To compare the expression pattern of each gene across species we binarized genes as expressed (1) or not expressed (0) in each cell type’s average expression profile calculated from all mouse and human SS2 cells of the types compared above. A cell type ‘expressed’ a gene if the median of that gene’s non-zero expression values across the constituent cells was greater than the median of every non-zero expression value for all other genes plus or minus two standard deviations (varied in 0.25 increments) and if the percentage of cells within the cell type with non-zero expression values was greater than the median percent of non-zero expression values for all other genes plus or minus two standard decisions (varied in 0.25 increments). These cutoffs were varied independently to ensure genes were robustly categorized. We then ordered these gene vectors to match homologous cell types between species with at least five cells and combined them to a single vector for each gene (V = (a − b) + 2ab, in which a is the ordered human vector and b is the ordered mouse vector) that indicated for each cell type whether: Both mouse and human expressed the gene (2), only human (1), only mouse (−1), or neither (0). We then classified genes by the following: conserved if any element of V equaled 2 and all other elements equaled 0; type 2 if any element equaled 2 and any other equaled 1 or −1; not expressed if all elements equaled 0; type 3 if elements were both positive and negative; and type 1 if elements were either positive or negative and 0.

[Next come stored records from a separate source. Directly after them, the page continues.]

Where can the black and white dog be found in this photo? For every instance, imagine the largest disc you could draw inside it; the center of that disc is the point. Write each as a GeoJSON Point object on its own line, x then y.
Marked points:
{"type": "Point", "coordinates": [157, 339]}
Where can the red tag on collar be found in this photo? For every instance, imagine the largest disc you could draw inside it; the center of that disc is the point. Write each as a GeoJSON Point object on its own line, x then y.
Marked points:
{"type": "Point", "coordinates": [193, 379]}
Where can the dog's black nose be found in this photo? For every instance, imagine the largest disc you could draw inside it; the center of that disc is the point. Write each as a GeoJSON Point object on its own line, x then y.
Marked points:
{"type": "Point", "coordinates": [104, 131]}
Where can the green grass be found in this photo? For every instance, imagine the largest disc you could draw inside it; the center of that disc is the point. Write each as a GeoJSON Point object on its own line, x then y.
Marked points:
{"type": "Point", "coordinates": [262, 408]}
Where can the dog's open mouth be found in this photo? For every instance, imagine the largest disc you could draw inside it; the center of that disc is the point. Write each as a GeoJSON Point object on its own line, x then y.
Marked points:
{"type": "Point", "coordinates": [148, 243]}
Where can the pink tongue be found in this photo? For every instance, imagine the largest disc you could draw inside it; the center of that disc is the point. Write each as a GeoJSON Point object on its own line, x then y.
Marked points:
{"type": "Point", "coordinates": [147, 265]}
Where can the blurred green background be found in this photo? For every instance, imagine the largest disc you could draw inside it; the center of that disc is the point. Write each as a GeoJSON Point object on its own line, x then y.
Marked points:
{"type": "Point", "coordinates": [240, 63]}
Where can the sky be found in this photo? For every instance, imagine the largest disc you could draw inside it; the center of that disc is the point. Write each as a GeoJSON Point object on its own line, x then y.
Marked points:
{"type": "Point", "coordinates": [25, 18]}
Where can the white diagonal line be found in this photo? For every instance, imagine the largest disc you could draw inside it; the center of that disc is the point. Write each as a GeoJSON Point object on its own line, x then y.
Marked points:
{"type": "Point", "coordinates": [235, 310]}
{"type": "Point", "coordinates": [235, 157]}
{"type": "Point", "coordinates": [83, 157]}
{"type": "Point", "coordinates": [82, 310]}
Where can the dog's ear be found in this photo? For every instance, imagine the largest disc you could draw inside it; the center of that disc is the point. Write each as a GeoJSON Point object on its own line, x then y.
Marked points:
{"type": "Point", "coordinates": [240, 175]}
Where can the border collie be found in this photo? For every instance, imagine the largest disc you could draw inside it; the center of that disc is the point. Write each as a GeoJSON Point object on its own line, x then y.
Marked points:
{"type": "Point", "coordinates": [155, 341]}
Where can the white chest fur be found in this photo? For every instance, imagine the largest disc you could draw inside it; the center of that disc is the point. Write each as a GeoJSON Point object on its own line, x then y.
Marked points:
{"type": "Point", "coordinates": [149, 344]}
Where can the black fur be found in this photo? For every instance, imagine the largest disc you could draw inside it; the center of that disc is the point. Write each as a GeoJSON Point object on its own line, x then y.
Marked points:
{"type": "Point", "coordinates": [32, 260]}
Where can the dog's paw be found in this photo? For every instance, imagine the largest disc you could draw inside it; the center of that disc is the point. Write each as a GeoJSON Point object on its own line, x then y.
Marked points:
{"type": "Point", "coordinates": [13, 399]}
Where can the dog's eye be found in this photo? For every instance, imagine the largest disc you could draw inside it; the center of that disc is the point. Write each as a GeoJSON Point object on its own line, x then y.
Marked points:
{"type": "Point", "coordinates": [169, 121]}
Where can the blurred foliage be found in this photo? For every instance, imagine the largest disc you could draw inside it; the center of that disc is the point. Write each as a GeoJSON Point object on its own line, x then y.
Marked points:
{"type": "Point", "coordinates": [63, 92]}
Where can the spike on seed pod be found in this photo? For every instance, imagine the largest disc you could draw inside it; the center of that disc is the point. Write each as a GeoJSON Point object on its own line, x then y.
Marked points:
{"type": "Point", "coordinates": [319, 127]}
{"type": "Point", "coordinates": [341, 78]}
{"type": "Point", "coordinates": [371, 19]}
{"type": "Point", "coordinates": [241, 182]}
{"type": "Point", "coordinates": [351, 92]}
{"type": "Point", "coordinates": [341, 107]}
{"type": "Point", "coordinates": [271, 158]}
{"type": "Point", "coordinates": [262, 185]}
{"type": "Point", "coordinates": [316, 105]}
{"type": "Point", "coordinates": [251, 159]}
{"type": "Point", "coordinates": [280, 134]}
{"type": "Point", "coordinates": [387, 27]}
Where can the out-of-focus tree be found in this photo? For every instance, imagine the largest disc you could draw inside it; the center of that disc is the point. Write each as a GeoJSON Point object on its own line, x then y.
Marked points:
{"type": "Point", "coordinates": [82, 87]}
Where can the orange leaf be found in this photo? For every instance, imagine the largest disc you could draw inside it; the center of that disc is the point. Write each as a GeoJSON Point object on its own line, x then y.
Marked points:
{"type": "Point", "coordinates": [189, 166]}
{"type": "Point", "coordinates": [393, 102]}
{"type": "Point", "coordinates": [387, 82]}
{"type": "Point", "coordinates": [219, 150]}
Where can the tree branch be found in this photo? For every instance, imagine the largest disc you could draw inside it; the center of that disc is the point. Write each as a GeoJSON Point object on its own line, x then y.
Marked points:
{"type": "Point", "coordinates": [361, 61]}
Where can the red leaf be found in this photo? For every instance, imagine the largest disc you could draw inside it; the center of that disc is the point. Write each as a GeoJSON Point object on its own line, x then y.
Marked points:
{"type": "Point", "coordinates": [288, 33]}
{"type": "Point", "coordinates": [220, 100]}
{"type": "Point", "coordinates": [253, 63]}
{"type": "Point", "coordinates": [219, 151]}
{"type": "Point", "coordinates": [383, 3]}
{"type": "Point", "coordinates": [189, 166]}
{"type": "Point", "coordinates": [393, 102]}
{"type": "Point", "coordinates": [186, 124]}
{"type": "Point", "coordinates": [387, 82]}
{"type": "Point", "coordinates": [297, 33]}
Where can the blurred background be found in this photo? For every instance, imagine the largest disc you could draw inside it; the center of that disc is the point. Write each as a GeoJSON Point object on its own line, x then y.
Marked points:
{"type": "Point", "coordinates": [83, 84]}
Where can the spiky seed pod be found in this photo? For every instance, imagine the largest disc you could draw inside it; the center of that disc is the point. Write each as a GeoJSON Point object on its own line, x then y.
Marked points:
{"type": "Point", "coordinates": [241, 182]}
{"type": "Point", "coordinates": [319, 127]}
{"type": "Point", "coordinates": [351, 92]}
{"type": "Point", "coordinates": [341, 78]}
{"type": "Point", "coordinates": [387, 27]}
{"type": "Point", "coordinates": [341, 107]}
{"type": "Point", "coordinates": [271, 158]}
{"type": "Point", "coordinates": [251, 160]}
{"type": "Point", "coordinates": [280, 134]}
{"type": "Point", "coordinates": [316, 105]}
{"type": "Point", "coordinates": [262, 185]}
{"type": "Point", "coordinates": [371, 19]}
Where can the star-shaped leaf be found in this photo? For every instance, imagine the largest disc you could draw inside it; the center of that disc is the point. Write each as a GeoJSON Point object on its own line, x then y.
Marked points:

Statistics and reproducibility

All heat maps and plots with single cell expression data include every cell from indicated types (numbers available in Supplementary Table 2 for human and Supplementary Table 6 for mouse) for sequencing technology specified (SS2 or 10x), unless otherwise stated. Scatter plots were generated with ggplot2’s ‘geom_point’ function. Dot plots were generated using a modified version of Seurat’s ‘DotPlot’ function (available on GitHub). Violin plots were created with Seurat’s ‘VlnPlot’ function and show proportion of single cells at indicated expression levels. Box-and-whisker plots were generated with ggplot2’s ‘geom_boxplot’ function; lower and upper hinges correspond to first and third quartiles, whiskers extend from hinge to the largest or smallest value no further than 1.5 times the interquartile range. Data beyond whiskers are shown as outlying points. Correlations use Pearson’s coefficient. Differentially expressed genes were identified using the ‘MAST’ statistical framework48 implemented in Seurat’s ‘FindMarkers’ function. Immunostaining and smFISH experiments were performed on at least 2 human or mouse subjects distinct from the donors used for sequencing, and quantifications were based on at least 10 fields of view in each. For smFISH, fields of view were scored manually, calling a cell positive for each gene probed if its nucleus had at least three associated expression puncta. No statistical methods were used to predetermine sample size. The experiments were not randomized and investigators were not blinded to allocation during experiments and outcome assessment.

Reporting summary

Further information on research design is available in the Nature Research Reporting Summary linked to this paper.